In these verses we leave the situation of legalities at the city gate, and we see that the parents (in this case God the Father) are personally speaking with their son.
God begins with a passionate outcry from his “heart (vs. 8)”, the depths of his being, where he proclaims his affections for his people. Because of this it prevents him from destroying them completely, as Admah and Zeboiim were destroyed in the burning waste of salt and sulfur that also struck Sodom and Gomorrah (Deuteronomy 29:23).
Despite their stubborn unfaithfulness, God will not let them go; he will not destroy them. Key phrase is vs. 9 “I am God and not man- the Holy One among you.” But how can God do this? He must be just and follow through.
Romans 3:21-26: But now a righteousness from God, apart from law, has been made known, to which the Law and the Prophets testify. This righteousness from God comes through faith in Jesus Christ to all who believe. There is no difference, for all have sinned and fall short of the glory of God, and are justified freely by his grace through the redemption that came by Christ Jesus. God presented him as a sacrifice of atonement, through faith in his blood. He did this to demonstrate his justice, because in his forbearance he had left the sins committed beforehand unpunished— he did it to demonstrate his justice at the present time, so as to be just and the one who justifies those who have faith in Jesus.
1. God, though yearning for His lost child, is just and must deal justly. Thomas Jefferson said, “I tremble for my country when I reflect that God is just; that his justice cannot sleep forever.”
How much more, now, if we were wise and honest, should we tremble for our country, this same country of which Jefferson spoke when it was so young and so relatively innocent?
Our country that has gone from literally fighting for the freedom to worship God, to being embarrassed to mention Him in public forum because we don’t want to invoke the mockery of those who have decided that He doesn’t exist, or that if He does He is insignificant?

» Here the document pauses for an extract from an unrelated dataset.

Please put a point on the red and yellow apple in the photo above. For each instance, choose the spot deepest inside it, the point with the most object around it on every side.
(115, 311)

Our country that has traded God, family, community and brotherly love for hedonism, greed, self-centeredness, hatred and striving after the almighty dollar.
Our country that now defends and even approves in its citizens the very sin for which God wiped Sodom and Gomorrah completely and literally off the face of the planet.
If Jefferson trembled then, how much more now should we? There is, however, one thing that has not changed and will not change. That thing that Jefferson reflected on; that he considered; that he pondered, and so must we. God…is…just. Why should we tremble at that? Because He does not change and He must be true to Himself.
2. But in Hosea 11:8-9 it sounds like God is not going to do anything because of His emotions.
But God did do something. God did not leave sin unpunished. God cares about us and he got involved. I am reminded that there is therefore no penalty for me, no condemnation for me, because God judged my sin in the flesh of His only Son on Calvary’s cross and that reminds me that He is both just and the justifier of the one who has faith in Jesus!
Now God is not going to leave us undisciplined. Hebrews 12:5-6: My son, do not make light of the Lord’s discipline, and do not lose heart when he rebukes you, because the Lord disciplines those he loves, and he punishes everyone he accepts as a son.”
We see in vs. 10-11 that God did discipline them. This is talking about the new exodus. One day God is going to deliver us from our bondage as well. Romans 8:21: the creation itself will be liberated from its bondage to decay and brought into the glorious freedom of the children of God. Like God called Israel and Jesus out of Egypt (this old world of bondage), one day He will call us.
Without Jesus Christ, God will come in wrath. Hebrews 10:29, 31: How much more severely do you think a man deserves to be punished who has trampled the Son of God under foot, who has treated as an unholy thing the blood of the covenant that sanctified him, and who has insulted the Spirit of grace? It is a dreadful thing to fall into the hands of the living God.